In Colombia, l’accordo di pace del Governo con le Fuerzas armadas revolucionarias de Colombia (Farc), firmato all’Avana nel 2016, ha attenuato gli indicatori di violenza: il tasso di omicidi del 2017 è stato il più basso negli ultimi 50 anni, secondo il ministero dell’Interno. Una svolta necessaria, dopo oltre mezzo secolo di violenze e 250mila morti. C’è, tuttavia, un rovescio della medaglia. Da quando è stata firmata la pace, la violenza contro i difensori dei diritti umani, i leader sociali e sindacali è esplosa. Secondo i dati del rapporto di Oxfam Intermon, l’omicidio di attivisti è passato da 35 nel 2016 a 126 nel 2018. In totale, dalla firma dell’accordo di pace, 212 persone sono state uccise. Altre organizzazioni raddoppiano e addirittura triplicano quel numero. Nelle parole di una militante indigena: “Nelle aree controllate dalle Farc si era creata una sorta di contro-Stato. C’erano eccessi, ma c’era un ordine. Tutto è andato fuori controllo da quando se ne sono andati.
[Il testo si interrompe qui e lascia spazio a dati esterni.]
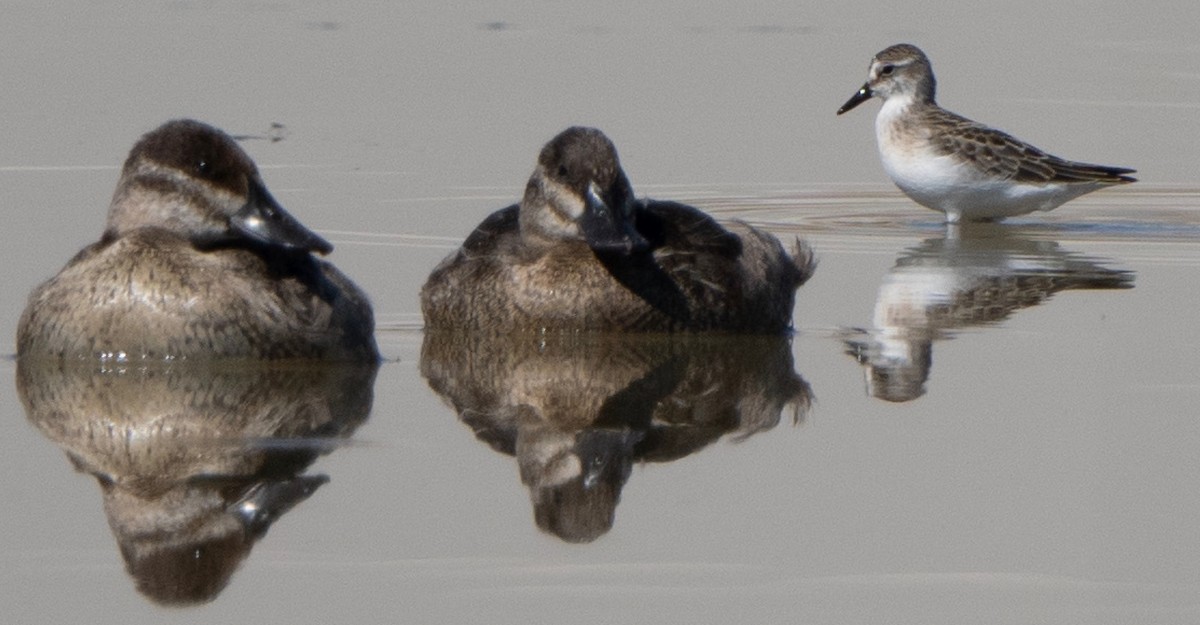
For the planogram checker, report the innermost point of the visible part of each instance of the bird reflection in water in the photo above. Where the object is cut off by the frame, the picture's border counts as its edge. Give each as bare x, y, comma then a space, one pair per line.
976, 275
195, 463
579, 410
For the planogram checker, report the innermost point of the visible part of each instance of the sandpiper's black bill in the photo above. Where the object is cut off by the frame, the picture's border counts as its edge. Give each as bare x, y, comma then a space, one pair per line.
859, 96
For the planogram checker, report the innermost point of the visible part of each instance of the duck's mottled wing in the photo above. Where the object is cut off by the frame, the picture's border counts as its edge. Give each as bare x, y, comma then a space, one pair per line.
493, 230
1003, 156
683, 227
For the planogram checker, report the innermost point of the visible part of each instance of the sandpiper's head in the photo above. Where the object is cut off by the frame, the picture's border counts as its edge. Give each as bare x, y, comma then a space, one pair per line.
579, 193
193, 180
899, 71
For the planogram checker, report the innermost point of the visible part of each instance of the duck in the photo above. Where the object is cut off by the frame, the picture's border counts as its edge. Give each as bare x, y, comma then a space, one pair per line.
581, 253
197, 262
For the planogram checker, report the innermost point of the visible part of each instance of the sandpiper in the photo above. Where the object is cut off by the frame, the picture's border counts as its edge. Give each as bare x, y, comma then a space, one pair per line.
957, 166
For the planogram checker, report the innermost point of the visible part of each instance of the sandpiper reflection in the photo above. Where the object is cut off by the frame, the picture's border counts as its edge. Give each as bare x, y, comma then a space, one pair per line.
195, 463
973, 276
577, 410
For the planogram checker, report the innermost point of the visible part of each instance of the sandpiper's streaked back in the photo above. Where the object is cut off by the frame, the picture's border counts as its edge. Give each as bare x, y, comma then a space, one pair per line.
957, 166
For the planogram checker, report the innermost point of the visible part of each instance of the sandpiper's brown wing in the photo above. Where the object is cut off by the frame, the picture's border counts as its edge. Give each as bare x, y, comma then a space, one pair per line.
1005, 156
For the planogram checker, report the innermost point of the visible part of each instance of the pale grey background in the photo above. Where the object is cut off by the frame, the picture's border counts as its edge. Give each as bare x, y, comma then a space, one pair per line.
1048, 476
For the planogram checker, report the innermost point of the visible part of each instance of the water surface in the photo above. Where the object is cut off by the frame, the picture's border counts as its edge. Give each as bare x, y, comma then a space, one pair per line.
994, 426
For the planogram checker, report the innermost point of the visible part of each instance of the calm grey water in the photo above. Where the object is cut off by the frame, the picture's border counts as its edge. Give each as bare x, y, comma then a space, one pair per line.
996, 426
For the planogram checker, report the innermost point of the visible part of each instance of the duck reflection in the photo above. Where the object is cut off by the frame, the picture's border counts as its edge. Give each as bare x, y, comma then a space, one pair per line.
577, 410
195, 463
973, 276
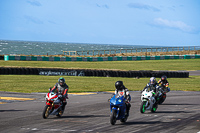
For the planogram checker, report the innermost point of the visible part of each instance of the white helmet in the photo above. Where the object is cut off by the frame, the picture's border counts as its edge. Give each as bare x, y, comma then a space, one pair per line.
152, 80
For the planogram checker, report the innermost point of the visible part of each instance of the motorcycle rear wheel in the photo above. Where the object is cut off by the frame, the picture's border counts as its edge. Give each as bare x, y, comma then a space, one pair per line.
113, 117
124, 119
142, 107
46, 111
162, 99
155, 106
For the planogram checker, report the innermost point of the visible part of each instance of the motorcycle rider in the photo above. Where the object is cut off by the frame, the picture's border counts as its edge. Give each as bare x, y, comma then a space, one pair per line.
122, 90
61, 88
163, 81
153, 86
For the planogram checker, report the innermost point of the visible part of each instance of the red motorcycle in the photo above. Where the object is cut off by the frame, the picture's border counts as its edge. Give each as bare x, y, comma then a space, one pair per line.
53, 105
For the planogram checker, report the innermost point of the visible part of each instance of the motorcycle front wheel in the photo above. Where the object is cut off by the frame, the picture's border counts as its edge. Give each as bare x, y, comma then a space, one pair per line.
155, 106
142, 107
113, 117
46, 111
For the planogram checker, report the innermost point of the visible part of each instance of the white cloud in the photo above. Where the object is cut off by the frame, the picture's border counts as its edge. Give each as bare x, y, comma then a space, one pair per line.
175, 25
34, 3
143, 6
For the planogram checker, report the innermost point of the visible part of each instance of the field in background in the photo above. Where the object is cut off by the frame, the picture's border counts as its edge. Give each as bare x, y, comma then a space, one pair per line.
34, 83
39, 83
176, 64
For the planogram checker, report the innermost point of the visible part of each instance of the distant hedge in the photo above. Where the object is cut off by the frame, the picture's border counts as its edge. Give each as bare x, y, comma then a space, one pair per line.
90, 72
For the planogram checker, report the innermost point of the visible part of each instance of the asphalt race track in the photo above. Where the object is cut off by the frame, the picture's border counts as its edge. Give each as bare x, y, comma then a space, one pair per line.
180, 113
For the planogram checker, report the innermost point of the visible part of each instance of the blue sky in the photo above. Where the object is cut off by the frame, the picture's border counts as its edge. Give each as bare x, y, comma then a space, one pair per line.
132, 22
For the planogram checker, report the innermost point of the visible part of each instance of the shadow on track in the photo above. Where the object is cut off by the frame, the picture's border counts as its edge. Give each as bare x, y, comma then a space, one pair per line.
177, 104
13, 110
82, 116
141, 122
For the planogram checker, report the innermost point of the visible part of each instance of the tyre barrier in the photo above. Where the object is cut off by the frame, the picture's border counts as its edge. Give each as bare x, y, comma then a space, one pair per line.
89, 72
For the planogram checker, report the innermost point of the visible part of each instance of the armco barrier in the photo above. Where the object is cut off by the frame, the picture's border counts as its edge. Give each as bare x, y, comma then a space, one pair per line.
89, 72
115, 58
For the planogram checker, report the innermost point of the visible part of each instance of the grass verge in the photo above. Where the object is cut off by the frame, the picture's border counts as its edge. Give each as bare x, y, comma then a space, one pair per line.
35, 83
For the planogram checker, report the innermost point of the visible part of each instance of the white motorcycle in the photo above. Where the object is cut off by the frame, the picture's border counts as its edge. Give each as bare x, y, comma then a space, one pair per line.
148, 101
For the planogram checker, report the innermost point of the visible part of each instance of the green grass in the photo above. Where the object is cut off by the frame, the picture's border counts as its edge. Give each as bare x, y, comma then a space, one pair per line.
176, 64
34, 83
39, 83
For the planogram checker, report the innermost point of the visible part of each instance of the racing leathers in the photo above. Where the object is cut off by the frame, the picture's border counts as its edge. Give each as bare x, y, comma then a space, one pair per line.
127, 96
165, 85
155, 87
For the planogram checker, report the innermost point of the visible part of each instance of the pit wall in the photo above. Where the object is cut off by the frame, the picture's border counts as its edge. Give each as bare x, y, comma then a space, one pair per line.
115, 58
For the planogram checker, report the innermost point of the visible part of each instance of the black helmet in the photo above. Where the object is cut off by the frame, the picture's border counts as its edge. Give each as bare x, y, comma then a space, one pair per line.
61, 81
164, 78
119, 85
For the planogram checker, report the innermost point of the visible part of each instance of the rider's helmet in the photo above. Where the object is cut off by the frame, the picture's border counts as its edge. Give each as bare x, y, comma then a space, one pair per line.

Gruppi armati si sono divisi i territori, agiscono impunemente e difendono i loro interessi che, quasi sempre, hanno a che fare con la coca o lo sfruttamento delle risorse (naturali). E lo Stato non fa nulla“. Nonostante gli accordi di pace del resto, l’81% del territorio in Colombia è ancora nelle mani dell’1% della popolazione. Un altro nodo della storia attuale della Colombia riguarda i rapporti con il vicino Venezuela, con cui, a seguito della crisi politica in corso, sono stati rotti i rapporti diplomatici. La Colombia ha riconosciuto Juan Guaidò come legittimo Presidente, considera Nicolàs Maduro illegittimo. Al riguardo, il ministro degli Esteri Carlos Holmes Trujillo ha dichiarato : “Crediamo che le dittature non cadano mai durante la notte. Cadono storicamente, come risultato della creazione delle condizioni che danno origine a un episodio che è quello che innesca l’esito finale. E la Colombia è impegnata nella creazione di queste condizioni”. Al momento, l’effetto di questa crisi è rappresentato dai profughi venezuelani, dei quali almeno 1 milione e 300mila si trovano in Colombia.